Letter: Is Trump the end of the Republican Party?

Sauk Valley Letters to the Editor

To the editor:

Sen. Lindsey Graham predicted President Trump would be the end of the Republican Party, but I doubt he suspected it transforming itself into the Trumpublican Party. I’m also sure he never imagined Trump would threaten to be the end, death, and demise of democracy in America.

But Lindsey should have known. Trump revealed his playbook in 2016 while anticipating losing: The election was rigged. He even appointed a commission to ferret out some 3 million to 5 million illegal votes he alleged without evidence, then disbanded it when no evidence was found.

Today, his legal eagles have lost 61 of 62 state and federal court cases asserting electoral shenanigans. How rich, coming from the pot, or more accurately, the crackpot. Alice in Wonderland has nothing on Americans in Trumpland, ruled by the Mad King.
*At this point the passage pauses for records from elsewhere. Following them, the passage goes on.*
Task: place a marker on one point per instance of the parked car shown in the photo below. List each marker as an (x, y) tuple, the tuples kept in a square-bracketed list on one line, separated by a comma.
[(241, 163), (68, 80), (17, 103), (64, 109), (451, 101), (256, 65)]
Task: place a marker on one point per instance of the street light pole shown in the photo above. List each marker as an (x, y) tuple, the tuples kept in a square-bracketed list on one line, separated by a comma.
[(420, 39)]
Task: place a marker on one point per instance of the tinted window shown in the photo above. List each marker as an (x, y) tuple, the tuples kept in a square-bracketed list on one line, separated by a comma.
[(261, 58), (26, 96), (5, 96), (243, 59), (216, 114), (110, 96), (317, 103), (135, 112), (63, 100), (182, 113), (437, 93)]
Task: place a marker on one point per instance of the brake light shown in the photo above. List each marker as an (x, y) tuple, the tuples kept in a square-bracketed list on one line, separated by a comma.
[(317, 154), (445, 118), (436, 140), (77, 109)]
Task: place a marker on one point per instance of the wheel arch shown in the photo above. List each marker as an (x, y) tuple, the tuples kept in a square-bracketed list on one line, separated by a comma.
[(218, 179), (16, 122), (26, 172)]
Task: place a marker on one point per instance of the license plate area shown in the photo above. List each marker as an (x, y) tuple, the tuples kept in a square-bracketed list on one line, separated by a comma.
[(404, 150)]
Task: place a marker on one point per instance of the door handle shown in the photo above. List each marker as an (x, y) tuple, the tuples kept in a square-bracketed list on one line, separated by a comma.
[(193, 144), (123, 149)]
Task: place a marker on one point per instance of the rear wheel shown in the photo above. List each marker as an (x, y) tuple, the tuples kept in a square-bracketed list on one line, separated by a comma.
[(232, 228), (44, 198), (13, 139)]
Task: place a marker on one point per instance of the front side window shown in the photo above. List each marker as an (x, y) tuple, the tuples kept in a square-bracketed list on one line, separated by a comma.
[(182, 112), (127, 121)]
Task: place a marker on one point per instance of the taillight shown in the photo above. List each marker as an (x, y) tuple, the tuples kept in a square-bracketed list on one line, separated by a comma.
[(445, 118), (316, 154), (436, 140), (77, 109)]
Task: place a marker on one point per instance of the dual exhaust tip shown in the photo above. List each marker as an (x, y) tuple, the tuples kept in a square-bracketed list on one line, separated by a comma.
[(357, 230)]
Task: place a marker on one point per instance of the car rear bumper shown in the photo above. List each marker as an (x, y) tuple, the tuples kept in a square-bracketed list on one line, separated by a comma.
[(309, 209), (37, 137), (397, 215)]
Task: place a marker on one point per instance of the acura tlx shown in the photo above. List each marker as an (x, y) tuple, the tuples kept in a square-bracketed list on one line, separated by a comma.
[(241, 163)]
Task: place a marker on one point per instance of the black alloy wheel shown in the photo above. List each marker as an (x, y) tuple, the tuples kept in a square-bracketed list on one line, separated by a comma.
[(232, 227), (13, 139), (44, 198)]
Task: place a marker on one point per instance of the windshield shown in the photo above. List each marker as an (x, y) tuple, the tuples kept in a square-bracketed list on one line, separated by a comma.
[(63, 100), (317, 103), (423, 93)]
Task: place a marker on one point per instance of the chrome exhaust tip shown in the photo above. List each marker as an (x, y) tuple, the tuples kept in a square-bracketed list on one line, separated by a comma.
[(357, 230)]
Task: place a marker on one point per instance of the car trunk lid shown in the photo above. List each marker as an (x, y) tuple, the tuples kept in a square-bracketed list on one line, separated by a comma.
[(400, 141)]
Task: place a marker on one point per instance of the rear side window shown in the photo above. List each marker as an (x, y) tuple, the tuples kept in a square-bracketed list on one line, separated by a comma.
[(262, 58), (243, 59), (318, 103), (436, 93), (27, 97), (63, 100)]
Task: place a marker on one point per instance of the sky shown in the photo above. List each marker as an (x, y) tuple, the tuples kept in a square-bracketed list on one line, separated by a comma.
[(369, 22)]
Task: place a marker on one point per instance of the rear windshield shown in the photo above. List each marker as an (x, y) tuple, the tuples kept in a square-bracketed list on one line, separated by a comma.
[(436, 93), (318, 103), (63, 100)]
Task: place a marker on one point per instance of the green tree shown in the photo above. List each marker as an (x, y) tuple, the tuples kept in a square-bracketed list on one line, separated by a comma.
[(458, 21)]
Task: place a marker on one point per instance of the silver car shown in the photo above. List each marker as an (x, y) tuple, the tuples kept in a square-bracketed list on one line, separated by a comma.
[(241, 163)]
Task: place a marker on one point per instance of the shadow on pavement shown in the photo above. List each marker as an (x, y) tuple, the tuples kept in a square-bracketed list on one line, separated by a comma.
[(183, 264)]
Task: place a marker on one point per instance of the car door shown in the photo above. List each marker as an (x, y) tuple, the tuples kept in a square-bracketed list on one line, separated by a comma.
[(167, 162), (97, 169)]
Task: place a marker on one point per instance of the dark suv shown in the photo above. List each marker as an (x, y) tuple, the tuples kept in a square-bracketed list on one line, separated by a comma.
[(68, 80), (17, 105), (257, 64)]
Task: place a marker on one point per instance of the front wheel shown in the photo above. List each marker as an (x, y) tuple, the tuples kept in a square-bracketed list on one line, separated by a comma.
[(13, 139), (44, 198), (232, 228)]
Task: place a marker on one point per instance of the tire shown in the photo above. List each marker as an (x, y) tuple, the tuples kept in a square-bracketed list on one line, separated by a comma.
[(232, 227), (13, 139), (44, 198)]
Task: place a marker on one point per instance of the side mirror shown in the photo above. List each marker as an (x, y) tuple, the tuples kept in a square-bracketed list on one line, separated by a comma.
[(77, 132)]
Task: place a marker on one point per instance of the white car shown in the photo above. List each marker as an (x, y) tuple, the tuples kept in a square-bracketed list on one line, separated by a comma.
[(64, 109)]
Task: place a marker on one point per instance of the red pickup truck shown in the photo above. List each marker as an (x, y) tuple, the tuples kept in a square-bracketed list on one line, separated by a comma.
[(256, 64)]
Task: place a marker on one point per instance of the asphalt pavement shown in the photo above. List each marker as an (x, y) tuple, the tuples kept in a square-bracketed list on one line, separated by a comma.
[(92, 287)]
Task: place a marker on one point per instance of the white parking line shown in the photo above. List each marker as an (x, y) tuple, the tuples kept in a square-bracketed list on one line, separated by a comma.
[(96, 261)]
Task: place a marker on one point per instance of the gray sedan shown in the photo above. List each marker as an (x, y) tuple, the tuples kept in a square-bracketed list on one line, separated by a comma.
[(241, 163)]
Who else but Trump could have had opposing sides convinced each other is stealing the election? Deluded Trumpublicans overwhelmingly believe Biden stole the election, while Trump’s struggling steal couldn’t have been more obvious, violating his sworn oath daily.

Trump’s attempted steal began long ago on many fronts: falsely labeling mail-in voting fraudulent, crippling mail delivery, claiming only a rigged election could defeat him, accusing big cities of chronic corrupt conduct, the usual systemic suppression of Democratic voting, and finally beseeching “his” justices to declare certain state-certified votes null and void.
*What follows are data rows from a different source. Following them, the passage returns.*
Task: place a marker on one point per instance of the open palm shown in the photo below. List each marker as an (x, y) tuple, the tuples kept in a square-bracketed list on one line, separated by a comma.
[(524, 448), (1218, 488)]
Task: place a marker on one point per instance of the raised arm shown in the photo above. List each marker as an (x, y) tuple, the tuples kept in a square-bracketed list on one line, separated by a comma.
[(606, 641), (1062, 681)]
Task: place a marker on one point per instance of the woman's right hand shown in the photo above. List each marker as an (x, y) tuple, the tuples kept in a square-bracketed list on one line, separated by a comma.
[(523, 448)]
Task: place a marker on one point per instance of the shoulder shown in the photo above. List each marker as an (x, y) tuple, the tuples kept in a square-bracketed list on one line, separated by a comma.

It’s tough to tell if this is truly treason, or merely Trump’s treasonous viral lunacy gone pandemic. All in the name of Electoral College shenanigans, that biased, anti-democratic anachronism of the 1700s.

How puzzling and bizarrely odd that our national mantra, “one person, one vote,” applies to every election except for president. Is America really a democracy, when millions fewer voters elected President Trump, merely because of where they live?

As we wrestle with realizing our national ideals, the time has come to realize another one: one person, one vote for president, too.